ANDROID: KVM: arm64: Disable CFI only for nVHE hyp object

This patch effectively reverts 2df99b6397 ("ANDROID: KVM: arm64: disable
CFI for hypervisor code") now that the arm64 KVM hypervisor code builds
correctly with LTO enabled, which is also the case upstream.

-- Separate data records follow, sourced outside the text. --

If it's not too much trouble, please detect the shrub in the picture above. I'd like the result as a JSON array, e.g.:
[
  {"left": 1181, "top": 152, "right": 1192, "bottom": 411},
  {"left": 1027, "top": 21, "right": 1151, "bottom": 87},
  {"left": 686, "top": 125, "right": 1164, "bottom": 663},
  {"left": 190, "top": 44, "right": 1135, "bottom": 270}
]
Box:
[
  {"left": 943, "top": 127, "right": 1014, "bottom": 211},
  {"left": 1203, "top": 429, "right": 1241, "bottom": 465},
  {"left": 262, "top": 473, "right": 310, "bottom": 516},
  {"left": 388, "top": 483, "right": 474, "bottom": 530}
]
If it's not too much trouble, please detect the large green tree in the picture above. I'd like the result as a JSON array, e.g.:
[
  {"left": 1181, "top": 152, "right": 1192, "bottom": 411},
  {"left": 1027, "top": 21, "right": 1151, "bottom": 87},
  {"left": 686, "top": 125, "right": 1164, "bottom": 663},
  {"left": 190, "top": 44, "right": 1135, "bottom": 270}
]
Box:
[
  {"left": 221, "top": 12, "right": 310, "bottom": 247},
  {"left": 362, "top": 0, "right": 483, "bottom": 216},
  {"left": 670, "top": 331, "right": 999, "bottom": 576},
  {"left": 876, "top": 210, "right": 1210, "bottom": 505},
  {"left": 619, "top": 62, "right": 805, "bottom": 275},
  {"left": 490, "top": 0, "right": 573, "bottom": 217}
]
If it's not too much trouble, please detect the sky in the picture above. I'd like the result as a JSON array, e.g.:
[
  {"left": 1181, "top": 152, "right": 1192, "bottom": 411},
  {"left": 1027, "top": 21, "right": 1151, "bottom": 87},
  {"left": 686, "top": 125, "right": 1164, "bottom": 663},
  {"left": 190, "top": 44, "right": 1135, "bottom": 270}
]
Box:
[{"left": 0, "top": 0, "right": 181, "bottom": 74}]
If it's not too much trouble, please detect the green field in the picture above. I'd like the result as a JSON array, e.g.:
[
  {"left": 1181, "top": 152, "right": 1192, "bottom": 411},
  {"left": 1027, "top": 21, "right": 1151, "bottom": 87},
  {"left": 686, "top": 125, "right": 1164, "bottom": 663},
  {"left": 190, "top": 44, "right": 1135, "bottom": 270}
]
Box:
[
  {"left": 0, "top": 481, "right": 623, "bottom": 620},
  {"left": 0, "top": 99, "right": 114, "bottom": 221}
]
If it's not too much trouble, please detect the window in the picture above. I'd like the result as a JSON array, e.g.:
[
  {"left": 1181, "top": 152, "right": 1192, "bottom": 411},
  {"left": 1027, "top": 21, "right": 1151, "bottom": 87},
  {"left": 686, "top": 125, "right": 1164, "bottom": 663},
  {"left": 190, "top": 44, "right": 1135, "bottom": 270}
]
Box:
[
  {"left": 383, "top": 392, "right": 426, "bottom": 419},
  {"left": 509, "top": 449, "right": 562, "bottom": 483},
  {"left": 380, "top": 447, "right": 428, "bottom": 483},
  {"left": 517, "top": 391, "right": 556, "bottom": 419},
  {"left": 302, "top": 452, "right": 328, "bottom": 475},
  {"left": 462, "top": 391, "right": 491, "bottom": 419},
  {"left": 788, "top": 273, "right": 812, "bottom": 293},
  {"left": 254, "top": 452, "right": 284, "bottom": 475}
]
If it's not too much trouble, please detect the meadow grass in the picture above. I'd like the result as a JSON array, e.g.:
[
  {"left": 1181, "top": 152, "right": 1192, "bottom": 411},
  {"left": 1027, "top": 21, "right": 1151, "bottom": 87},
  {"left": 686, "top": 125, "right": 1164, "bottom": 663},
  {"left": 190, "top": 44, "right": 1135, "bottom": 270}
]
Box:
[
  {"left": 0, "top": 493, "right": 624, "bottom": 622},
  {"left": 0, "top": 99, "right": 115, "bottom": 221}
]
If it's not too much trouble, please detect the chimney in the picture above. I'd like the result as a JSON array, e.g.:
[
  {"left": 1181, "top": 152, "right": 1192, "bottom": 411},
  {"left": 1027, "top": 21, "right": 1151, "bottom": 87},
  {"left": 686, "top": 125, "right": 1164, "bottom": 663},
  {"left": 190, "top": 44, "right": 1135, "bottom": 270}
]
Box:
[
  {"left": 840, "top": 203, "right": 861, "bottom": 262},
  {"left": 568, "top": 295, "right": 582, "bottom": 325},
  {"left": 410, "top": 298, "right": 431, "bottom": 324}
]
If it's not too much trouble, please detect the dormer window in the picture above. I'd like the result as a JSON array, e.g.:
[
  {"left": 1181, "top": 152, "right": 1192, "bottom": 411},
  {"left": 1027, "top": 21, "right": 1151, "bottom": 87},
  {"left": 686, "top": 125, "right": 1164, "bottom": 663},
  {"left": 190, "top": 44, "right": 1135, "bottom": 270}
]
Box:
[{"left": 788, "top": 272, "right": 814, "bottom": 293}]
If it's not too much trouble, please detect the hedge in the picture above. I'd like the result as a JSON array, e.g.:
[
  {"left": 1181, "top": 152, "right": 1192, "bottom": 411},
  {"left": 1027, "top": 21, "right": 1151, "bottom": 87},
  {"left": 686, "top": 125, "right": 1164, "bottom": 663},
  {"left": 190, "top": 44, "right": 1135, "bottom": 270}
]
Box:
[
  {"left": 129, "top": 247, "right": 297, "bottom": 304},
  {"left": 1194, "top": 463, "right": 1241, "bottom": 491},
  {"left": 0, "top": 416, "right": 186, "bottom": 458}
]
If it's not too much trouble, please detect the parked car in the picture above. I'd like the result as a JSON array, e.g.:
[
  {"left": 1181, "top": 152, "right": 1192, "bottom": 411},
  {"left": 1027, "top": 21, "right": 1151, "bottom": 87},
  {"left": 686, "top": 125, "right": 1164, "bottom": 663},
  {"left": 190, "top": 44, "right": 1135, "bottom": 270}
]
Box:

CFI remains
disabled, but only for the nVHE hyp object at EL2.

Cc: Sami Tolvanen <samitolvanen@google.com>
Signed-off-by: Will Deacon <willdeacon@google.com>
Bug: 145210207
Change-Id: I5084f880576dd6a23b8e15eec840f666f36bd2b1

arch/arm64/kvm/Makefile

@@ -4,7 +4,6 @@
 #
 
 ccflags-y += -I $(srctree)/$(src)
-CFLAGS_REMOVE_debug.o += $(CC_FLAGS_CFI)
 
 KVM=../../../virt/kvm
 

arch/arm64/kvm/hyp/Makefile

@@ -11,6 +11,3 @@ subdir-ccflags-y := -I$(incdir)				\
 		    $(DISABLE_STACKLEAK_PLUGIN)
 
 obj-$(CONFIG_KVM) += vhe/ nvhe/ pgtable.o
-
-# Disable LTO+CFI for the files in this directory
-KBUILD_CFLAGS := $(filter-out $(CC_FLAGS_LTO), $(KBUILD_CFLAGS))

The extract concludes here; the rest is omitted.